Girls wrestling programs hit right number
The magic number has been reached and then some.
Now comes the hard part.
When Pennridge High School recently started a girls wrestling program at the school, it became the 100th in the state. It also qualified the sport for recognition by the PIAA.
That was the easy part. Now, the PIAA will handle it from here, working out all the kinks, organizing the teams into districts, then sections and, maybe most important of all, determining the postseason criteria, settling on a place to hold the state tournament and determining the criteria that will get the girls there.
“They voted on it once. They still have two readings left,” said Frank Vulcano, the athletic director at Canon-McMillan High School and head of the WPIAL wrestling steering committee.
“The PIAA has to approve it as a sanctioned sport. It will be (set up) just like the boys, same rules and everything.”
One of the major changes with the establishing of the girls program is that girls will no longer be permitted to wrestle on the boys team, according to Vulcano.
“With another school, they would have to co-op,” Vulcano said. “They can still enter the postseason as an individual for each school.”

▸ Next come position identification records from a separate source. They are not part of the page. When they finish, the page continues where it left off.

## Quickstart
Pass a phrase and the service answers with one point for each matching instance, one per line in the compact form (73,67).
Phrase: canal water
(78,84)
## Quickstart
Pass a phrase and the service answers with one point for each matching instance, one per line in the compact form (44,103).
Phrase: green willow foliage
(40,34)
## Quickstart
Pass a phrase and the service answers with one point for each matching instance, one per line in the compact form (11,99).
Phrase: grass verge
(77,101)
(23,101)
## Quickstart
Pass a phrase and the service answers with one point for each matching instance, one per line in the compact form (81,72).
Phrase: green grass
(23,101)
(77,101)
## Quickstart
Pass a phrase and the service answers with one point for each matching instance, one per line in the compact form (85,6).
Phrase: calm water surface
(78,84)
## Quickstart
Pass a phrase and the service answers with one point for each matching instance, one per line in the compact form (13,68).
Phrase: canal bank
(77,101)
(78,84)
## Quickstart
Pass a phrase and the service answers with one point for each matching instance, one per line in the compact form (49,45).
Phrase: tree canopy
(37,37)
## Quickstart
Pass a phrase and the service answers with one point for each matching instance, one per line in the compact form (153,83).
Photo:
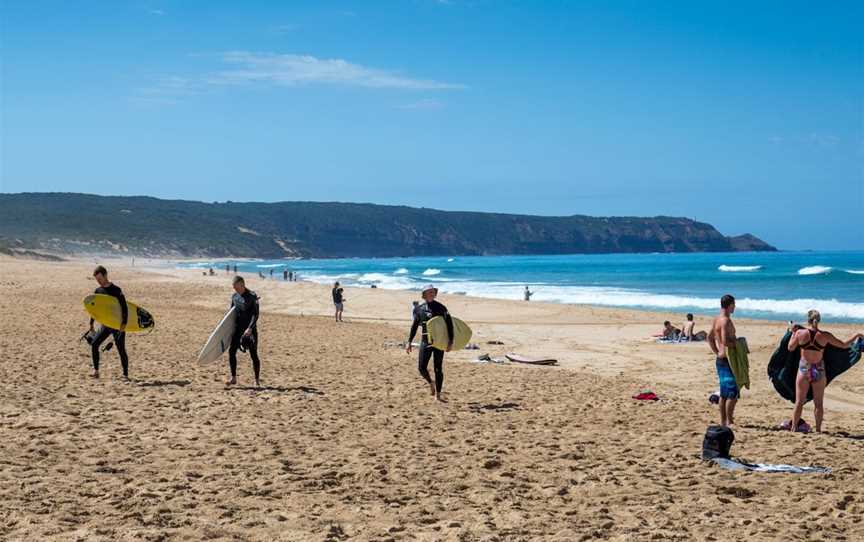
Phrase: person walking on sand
(245,303)
(722,335)
(107,287)
(429,309)
(338,300)
(811,369)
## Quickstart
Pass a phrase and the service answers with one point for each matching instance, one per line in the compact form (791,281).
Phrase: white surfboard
(220,339)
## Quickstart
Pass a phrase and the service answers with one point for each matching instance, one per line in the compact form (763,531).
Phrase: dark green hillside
(80,223)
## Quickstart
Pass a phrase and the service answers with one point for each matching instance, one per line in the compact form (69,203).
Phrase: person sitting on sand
(811,368)
(669,331)
(687,333)
(338,300)
(245,303)
(107,287)
(722,335)
(422,314)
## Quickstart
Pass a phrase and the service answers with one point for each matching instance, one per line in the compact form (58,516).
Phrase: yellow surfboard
(105,309)
(437,330)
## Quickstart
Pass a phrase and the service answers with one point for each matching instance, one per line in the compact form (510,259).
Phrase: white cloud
(426,103)
(296,70)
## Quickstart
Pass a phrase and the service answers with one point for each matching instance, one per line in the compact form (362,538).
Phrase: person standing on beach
(811,368)
(107,287)
(422,314)
(721,336)
(245,303)
(338,301)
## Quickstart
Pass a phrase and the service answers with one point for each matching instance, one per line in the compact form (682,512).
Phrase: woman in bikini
(811,368)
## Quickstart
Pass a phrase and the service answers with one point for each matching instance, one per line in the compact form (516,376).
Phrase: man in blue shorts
(722,335)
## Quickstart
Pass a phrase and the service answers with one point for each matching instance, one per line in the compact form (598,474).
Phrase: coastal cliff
(81,223)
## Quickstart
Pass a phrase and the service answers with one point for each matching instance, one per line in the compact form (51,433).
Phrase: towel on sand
(740,364)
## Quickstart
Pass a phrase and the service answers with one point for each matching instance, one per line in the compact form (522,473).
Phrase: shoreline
(344,438)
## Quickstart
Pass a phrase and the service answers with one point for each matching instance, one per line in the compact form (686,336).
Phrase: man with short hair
(107,287)
(245,303)
(721,336)
(338,301)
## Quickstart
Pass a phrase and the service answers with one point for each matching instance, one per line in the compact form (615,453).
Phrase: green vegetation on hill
(81,223)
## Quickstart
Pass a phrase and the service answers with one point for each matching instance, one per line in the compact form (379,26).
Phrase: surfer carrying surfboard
(107,287)
(811,369)
(245,303)
(424,312)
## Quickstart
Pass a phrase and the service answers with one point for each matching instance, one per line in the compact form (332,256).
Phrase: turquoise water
(782,285)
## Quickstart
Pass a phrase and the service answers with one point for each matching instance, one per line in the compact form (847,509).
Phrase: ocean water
(779,286)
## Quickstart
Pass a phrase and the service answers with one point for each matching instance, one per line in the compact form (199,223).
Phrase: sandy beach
(344,442)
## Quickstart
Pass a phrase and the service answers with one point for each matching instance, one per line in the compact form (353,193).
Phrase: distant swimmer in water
(422,314)
(245,303)
(109,288)
(687,333)
(811,369)
(338,300)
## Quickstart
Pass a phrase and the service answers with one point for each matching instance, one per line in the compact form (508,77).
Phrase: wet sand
(344,441)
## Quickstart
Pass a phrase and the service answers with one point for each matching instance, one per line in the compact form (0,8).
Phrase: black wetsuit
(246,317)
(104,332)
(422,314)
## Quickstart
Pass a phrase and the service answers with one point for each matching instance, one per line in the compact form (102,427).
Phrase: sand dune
(344,443)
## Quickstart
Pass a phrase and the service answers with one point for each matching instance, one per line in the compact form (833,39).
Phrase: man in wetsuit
(422,314)
(338,301)
(245,303)
(109,288)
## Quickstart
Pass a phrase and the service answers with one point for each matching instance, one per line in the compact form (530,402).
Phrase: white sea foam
(620,297)
(815,270)
(739,268)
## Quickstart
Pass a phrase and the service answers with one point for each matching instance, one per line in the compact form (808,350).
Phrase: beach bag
(718,441)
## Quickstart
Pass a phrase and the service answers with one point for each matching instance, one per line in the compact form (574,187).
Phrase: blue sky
(746,115)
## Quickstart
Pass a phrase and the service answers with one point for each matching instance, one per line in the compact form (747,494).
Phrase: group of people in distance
(245,338)
(685,333)
(811,368)
(810,339)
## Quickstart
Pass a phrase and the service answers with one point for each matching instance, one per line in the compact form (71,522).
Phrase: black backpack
(718,441)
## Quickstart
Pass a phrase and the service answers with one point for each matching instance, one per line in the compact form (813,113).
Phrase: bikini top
(812,345)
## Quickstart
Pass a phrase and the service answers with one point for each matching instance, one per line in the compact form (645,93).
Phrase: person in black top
(338,301)
(109,288)
(245,303)
(422,314)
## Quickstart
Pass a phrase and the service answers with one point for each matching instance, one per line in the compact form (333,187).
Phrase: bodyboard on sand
(436,328)
(783,366)
(516,358)
(105,309)
(220,339)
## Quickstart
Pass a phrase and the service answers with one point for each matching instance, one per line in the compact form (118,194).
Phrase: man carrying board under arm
(107,287)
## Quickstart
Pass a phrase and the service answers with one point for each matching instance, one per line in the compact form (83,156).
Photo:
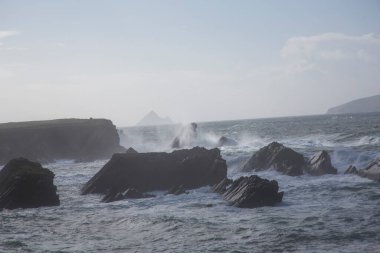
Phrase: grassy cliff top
(51,123)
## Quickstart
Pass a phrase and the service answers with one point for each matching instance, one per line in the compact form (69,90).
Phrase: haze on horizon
(189,60)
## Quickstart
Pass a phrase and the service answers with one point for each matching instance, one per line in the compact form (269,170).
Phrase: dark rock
(176,190)
(225,141)
(320,164)
(186,136)
(221,187)
(351,170)
(191,168)
(131,151)
(130,193)
(278,157)
(47,141)
(253,191)
(25,184)
(372,171)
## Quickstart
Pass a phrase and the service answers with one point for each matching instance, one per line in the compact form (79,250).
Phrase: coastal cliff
(363,105)
(47,141)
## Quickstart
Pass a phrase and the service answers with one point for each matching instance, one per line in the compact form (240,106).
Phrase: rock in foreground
(25,184)
(278,157)
(372,171)
(50,140)
(191,168)
(320,164)
(250,192)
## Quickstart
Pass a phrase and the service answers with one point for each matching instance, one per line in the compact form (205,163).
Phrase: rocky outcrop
(250,192)
(130,193)
(47,141)
(186,136)
(351,170)
(225,141)
(372,171)
(278,157)
(145,172)
(320,164)
(26,184)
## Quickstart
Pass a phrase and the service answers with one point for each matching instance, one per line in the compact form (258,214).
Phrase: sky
(190,60)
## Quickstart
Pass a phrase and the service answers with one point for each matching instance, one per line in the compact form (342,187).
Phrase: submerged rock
(221,187)
(176,190)
(130,193)
(26,184)
(320,164)
(278,157)
(250,192)
(351,170)
(225,141)
(191,168)
(372,171)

Four area schools have already started programs. Canon-McMillan was the first, applying for the distinction in October of 2021. Fort Cherry came next in June of 2022, then Burgettstown in November off 2022 and Trinity in December of 2022.
The first school to be approved was J.P. McCaskey in Lancaster. That school blazed the trail in March of 2020. The latest program to be approved was York Suburban last month.

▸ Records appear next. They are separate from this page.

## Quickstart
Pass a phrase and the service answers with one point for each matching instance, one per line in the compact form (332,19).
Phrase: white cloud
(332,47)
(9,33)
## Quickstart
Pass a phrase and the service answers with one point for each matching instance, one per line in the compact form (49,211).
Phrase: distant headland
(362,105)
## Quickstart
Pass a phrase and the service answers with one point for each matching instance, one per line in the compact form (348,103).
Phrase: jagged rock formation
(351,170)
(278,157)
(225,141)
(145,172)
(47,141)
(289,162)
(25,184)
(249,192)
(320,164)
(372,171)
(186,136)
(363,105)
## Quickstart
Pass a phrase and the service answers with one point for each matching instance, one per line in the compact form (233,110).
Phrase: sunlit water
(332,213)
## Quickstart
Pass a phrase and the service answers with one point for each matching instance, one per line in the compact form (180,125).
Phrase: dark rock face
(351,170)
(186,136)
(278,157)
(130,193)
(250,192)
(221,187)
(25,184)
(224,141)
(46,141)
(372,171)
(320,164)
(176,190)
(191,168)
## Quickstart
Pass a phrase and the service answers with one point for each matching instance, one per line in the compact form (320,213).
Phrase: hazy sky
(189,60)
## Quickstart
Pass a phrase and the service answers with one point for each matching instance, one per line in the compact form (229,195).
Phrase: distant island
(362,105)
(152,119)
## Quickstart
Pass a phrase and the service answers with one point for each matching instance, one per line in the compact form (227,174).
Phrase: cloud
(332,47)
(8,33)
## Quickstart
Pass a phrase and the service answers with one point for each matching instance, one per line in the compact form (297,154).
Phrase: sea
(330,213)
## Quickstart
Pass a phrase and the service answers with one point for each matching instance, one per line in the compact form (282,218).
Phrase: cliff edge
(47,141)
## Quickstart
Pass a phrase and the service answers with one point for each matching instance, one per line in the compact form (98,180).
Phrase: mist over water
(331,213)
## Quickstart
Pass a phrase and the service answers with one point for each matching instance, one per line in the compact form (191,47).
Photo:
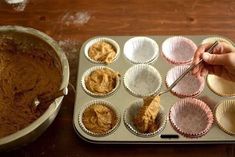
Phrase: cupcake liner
(213,39)
(108,40)
(221,86)
(191,117)
(88,72)
(178,50)
(132,111)
(142,80)
(225,116)
(141,50)
(105,103)
(189,86)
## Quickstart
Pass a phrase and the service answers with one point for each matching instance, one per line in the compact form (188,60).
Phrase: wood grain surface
(71,22)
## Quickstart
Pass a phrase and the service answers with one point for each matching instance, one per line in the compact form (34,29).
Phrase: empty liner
(211,40)
(178,50)
(101,115)
(225,116)
(221,86)
(142,80)
(133,110)
(103,53)
(97,83)
(141,50)
(191,117)
(189,86)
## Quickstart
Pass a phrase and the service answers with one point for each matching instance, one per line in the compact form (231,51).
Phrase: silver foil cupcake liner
(142,80)
(132,111)
(189,86)
(101,39)
(92,69)
(140,50)
(101,102)
(178,50)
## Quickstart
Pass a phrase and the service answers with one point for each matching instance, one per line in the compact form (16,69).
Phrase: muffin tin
(122,99)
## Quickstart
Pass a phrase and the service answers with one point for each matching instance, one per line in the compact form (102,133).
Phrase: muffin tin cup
(88,72)
(178,50)
(105,103)
(225,116)
(132,111)
(100,39)
(191,117)
(140,50)
(123,100)
(221,86)
(211,40)
(142,80)
(189,86)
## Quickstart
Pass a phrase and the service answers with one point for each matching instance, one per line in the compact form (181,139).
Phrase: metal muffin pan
(122,99)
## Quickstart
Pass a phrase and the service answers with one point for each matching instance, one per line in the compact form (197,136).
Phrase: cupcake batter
(101,81)
(102,51)
(24,75)
(99,118)
(145,119)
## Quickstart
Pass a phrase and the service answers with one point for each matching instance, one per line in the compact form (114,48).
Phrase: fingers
(197,56)
(223,47)
(219,59)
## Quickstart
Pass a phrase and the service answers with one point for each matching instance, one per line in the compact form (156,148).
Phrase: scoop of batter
(24,75)
(99,118)
(145,119)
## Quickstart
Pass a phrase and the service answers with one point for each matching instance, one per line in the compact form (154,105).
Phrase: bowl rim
(65,80)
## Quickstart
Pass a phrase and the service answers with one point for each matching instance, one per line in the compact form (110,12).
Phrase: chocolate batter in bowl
(31,65)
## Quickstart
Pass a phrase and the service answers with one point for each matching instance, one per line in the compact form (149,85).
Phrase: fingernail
(206,56)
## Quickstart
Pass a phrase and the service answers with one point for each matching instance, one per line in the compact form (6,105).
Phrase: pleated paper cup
(133,110)
(189,86)
(178,50)
(211,40)
(221,86)
(141,50)
(142,80)
(88,130)
(97,94)
(225,116)
(191,117)
(102,39)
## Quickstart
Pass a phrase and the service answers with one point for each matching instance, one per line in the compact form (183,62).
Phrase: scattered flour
(75,18)
(18,5)
(71,49)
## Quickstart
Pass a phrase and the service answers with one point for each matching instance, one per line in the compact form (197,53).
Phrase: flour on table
(18,5)
(76,18)
(71,49)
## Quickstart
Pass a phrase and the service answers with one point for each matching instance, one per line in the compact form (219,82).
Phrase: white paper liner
(88,72)
(221,86)
(189,86)
(105,103)
(100,39)
(191,117)
(225,116)
(141,50)
(211,40)
(178,50)
(142,80)
(133,110)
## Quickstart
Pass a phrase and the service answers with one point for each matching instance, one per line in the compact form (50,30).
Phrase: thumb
(216,59)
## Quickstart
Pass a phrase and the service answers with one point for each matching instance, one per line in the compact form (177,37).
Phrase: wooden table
(71,22)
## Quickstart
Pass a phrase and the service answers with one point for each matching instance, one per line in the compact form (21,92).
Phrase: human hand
(221,62)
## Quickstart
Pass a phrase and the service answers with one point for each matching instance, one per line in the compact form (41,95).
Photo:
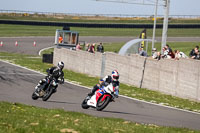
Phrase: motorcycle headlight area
(54,83)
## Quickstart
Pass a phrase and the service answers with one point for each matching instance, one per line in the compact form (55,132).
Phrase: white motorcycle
(102,97)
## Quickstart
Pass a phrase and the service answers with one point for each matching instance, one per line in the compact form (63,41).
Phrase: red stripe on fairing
(106,95)
(98,95)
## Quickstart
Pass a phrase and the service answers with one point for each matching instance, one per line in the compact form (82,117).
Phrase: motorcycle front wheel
(48,93)
(84,104)
(102,104)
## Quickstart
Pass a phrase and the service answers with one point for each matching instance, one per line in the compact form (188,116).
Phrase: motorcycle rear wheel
(34,96)
(84,104)
(102,104)
(47,94)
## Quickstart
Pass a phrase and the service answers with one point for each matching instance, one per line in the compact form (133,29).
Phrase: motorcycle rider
(56,73)
(114,79)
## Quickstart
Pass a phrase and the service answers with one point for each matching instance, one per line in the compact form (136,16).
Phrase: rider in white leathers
(106,81)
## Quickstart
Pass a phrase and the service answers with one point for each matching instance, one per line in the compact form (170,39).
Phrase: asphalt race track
(25,44)
(17,85)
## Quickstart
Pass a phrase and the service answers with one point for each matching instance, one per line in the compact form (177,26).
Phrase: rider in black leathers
(54,72)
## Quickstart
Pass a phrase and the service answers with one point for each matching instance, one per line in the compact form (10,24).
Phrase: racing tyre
(84,104)
(34,96)
(47,94)
(102,104)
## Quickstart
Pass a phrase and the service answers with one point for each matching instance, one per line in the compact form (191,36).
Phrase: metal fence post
(103,64)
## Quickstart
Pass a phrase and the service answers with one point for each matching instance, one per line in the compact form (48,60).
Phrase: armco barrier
(175,77)
(96,25)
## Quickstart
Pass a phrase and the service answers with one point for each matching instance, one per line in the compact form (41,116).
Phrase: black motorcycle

The list of the teams and when it received approval can be found on the web at sanctionpa.com/schools.
Canon-McMillan, which leads the PIAA in wrestling team victories for boys, won the girls West Region tournament Sunday at Kiski High School. The top five wrestlers in each weight class advanced to the state tournament.
Canon-McMillan finished with a team score of 168.5 points. Saegertown (121) and North Allegheny (114) finished second and third, respectively.

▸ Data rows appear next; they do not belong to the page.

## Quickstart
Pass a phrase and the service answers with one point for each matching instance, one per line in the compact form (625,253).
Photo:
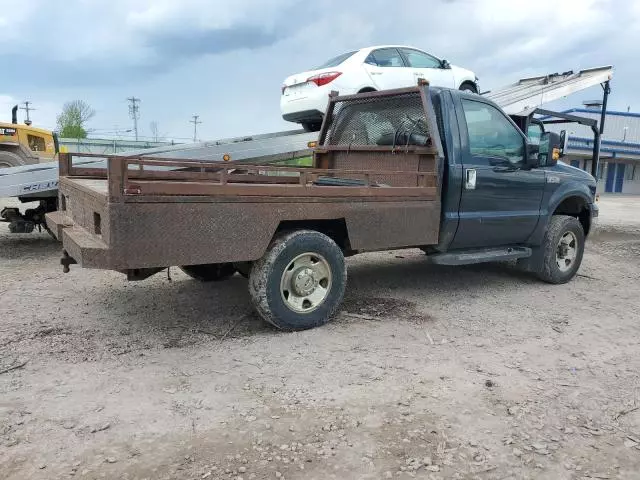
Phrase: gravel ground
(429,372)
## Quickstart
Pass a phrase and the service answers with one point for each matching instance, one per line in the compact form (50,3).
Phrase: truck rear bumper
(84,248)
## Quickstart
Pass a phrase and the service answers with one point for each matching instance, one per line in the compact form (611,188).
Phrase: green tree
(73,119)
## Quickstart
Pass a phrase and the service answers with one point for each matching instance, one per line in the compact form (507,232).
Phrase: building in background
(619,168)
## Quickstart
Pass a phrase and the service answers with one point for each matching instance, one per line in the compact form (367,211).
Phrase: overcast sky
(226,60)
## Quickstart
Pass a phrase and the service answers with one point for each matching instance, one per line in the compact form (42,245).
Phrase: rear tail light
(324,78)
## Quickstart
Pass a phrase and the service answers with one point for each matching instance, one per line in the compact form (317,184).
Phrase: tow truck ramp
(519,98)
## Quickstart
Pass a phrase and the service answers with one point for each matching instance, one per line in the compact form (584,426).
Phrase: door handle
(470,177)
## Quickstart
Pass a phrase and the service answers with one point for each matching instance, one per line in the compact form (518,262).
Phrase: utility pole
(195,122)
(27,109)
(134,113)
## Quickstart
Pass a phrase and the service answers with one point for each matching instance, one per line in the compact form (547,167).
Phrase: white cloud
(190,56)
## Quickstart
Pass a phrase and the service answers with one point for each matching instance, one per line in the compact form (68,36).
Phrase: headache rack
(373,145)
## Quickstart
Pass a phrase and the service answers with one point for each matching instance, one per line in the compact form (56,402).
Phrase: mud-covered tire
(209,272)
(243,268)
(268,278)
(9,159)
(560,228)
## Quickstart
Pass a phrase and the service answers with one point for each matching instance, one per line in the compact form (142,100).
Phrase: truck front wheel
(209,272)
(562,249)
(300,281)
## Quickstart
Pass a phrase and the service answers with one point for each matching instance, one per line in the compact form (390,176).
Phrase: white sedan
(305,95)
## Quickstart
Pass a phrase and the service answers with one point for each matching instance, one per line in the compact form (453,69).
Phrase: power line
(27,109)
(195,122)
(134,113)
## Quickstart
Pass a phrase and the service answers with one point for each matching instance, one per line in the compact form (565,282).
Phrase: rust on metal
(375,177)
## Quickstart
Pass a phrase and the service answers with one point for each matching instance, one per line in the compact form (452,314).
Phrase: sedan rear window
(335,61)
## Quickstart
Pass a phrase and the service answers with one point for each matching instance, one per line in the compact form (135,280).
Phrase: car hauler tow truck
(40,182)
(442,170)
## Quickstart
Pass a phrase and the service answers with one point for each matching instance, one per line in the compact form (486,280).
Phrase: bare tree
(73,119)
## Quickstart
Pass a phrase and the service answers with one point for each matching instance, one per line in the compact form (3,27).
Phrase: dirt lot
(429,372)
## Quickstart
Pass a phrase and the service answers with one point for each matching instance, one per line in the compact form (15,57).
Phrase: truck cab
(502,186)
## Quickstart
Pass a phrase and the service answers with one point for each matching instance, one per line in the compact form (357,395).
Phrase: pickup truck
(432,168)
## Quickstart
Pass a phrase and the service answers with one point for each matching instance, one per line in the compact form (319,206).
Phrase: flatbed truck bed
(441,170)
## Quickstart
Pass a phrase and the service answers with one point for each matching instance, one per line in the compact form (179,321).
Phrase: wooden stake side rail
(230,178)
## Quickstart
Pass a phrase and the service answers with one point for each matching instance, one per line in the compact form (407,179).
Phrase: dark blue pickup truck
(504,194)
(437,169)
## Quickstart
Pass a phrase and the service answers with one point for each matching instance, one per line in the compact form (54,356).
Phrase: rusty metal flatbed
(371,187)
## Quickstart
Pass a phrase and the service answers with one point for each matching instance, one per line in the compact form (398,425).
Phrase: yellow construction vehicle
(24,144)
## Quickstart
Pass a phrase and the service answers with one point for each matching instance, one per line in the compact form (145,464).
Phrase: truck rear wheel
(209,272)
(9,159)
(300,281)
(562,249)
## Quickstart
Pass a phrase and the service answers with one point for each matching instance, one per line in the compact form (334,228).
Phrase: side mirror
(550,148)
(533,155)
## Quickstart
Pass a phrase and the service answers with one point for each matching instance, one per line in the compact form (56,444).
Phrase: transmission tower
(134,113)
(27,109)
(195,122)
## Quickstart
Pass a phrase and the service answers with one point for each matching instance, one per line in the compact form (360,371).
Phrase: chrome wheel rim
(566,251)
(306,282)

The Big Macs won four titles. Valarie Solorio pinned Slippery Rock’s Lexi Doerflinger at 3:49 to win the 100-pound title. Madi Mansmann won the 106-pound weight class with a pin of Saegertown’s Emma Spencer in 1:29. Paige Ward (155) and Natalie Rush (190) won their respective weight classes via falls.
The three other tournaments were held at Parkland High School for the East, Manheim Township for the Central, and Milton High School for the Northeast.
The Pennsylvania Girls State Championships will be held Sunday, March 12 at Central Dauphin High School in Harrisburg.